Dans le graphqiue 3, le taux d’imposition effectif agrégé dans tous les secteurs est présenté pour les années 1999 à 2015. Nous présentons les résultats pour les secteurs avec plus de 40 observations par an. Le secteur services immobiliers et services de location et de location de bail est celui avec le taux d’imposition effectif le plus bas pour la période. Le taux d’imposition effectif oscille entre 5 % et 10 % sur toute la période. Le faible taux d’imposition dans ce secteur n’est pas dû au transfert de bénéfices. Ceci est la conséquence de la part importante des fiducies dans le secteur de l’immobilier au Canada[13]. Les fiducies de placement immobilier font face à un très faible taux d’imposition effectif parce que les revenus attribués aux porteurs de parts de la fiducie ne sont pas assujettis à l’impôt des sociétés[14].

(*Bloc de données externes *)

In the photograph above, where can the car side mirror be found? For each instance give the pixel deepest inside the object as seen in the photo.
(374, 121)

Les taux d’imposition effectifs dans les secteurs manufacturier et de la finance et des assurances sont volatils, mais restent inférieurs au taux d’imposition légal. Les deux secteurs ont connu une baisse du taux d’imposition effectif. L’AETR dans le secteur de la finance a connu un pic anormal en 2008 lors de la crise des subprimes. Le taux d’imposition effectif est tombé à 4,2 % l’année suivante. Le secteur extractif a connu, quant à lui, une tendance à la hausse du taux d’imposition effectif atteignant un sommet en 2012. En 2013 et 2014, le taux d’imposition effectif s’est contracté autour de 24 % pour ensuite passer à 15 %. L’industrie de l’information a connu une tendance en forme de U avec un taux d’imposition effectif en baisse de 30 % en 2000 à 2 % en 2007, pour finalement atteindre 22 % en 2014. Le commerce de détail, le commerce de gros et le transport affichent un taux d’imposition effectif d’environ 22 % sur la période. Il n’y a pas de tendance claire pour ces secteurs.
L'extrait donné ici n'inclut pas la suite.